Neil_Armstrong.jpgNeil Armstrong’s death this weekend reminds me of the intangible power of human spaceflight.  When my wife and I heard the news on Saturday, we decided we wouldn’t mention it our kids, who are 4 and 2, until we opened the newspaper on Sunday.  Armstrong and a few other astronauts are the only people famous for an achievement in the 60s that our kids would we even know of.  Part of it because we are geeks who read them stories about engineering, but it’s also that there is something fundamentally compelling about people going higher and farther and anyone before.  Only a few people alive today have been far enough to see the earth as a sphere.  The space shuttle didn't go nearly high enough to see a whole side of the planet. 

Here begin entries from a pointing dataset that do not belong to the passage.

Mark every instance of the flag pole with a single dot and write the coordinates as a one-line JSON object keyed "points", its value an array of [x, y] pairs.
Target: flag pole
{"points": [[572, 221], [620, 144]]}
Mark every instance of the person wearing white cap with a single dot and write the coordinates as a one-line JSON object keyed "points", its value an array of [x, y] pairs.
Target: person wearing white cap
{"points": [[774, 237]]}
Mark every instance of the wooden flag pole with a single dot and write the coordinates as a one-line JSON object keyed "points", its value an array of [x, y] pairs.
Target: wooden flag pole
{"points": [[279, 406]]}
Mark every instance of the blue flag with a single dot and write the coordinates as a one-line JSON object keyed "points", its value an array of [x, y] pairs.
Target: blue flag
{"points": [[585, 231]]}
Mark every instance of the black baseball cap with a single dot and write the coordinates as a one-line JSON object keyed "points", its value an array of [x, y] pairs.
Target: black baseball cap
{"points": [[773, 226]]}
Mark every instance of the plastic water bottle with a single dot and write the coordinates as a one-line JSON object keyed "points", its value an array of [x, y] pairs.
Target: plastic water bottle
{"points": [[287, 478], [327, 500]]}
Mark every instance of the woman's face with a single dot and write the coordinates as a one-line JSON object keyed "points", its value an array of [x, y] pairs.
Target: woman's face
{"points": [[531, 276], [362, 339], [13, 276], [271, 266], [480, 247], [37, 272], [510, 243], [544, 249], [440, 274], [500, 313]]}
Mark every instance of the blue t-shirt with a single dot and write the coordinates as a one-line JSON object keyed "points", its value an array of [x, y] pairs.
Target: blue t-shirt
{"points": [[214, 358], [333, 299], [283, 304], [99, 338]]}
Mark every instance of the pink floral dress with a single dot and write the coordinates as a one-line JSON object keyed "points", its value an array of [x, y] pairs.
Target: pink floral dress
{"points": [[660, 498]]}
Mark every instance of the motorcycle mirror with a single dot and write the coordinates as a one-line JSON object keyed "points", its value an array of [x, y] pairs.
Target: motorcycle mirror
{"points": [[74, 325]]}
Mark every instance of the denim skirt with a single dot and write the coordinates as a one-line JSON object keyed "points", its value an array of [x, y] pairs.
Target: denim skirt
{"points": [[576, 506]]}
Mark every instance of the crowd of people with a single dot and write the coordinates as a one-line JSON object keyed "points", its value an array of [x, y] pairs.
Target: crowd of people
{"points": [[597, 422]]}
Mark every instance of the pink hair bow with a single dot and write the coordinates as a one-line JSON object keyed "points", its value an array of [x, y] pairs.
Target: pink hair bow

The children’s book Moonshot by Brian Floca does a great job of conveying how amazing the lunar landing was.  In a poetic way that even kids and non-technical adults can understand, it shows Armstrong and Aldrin running out of fuel with multiple false alarms going off trying to find a place to land. 


In the latest episode of the Amp Hour podcast, Chris Gammel points out that all the early astronauts were engineers and very formidable geeks.  The world could use some powerful icons to draw kids to STEM careers.  Robotic missions like Mars Curiosity certainly inspire people, but we should consider carefully the intangible benefits of a human mission.  If Mars Curiosity were a human mission the details of it would be widely known to non-engineers 43 years from now like the lunar landing's.  There is some intangible benefit, paid out over decades, of human space exploration. 


We sometimes think of the lunar landings as a narrative bound to have a happy ending, but landing on the moon was very risky.  The president had a speech prepared for the contingency of Armstrong and Aldrin being stranded on the moon.  It is hard to imagine the government taking such risk today and having so many qualified engineers eager to volunteer.  I'd like to think, though, if we took the chance a new generation of humble engineering heroes would step forward.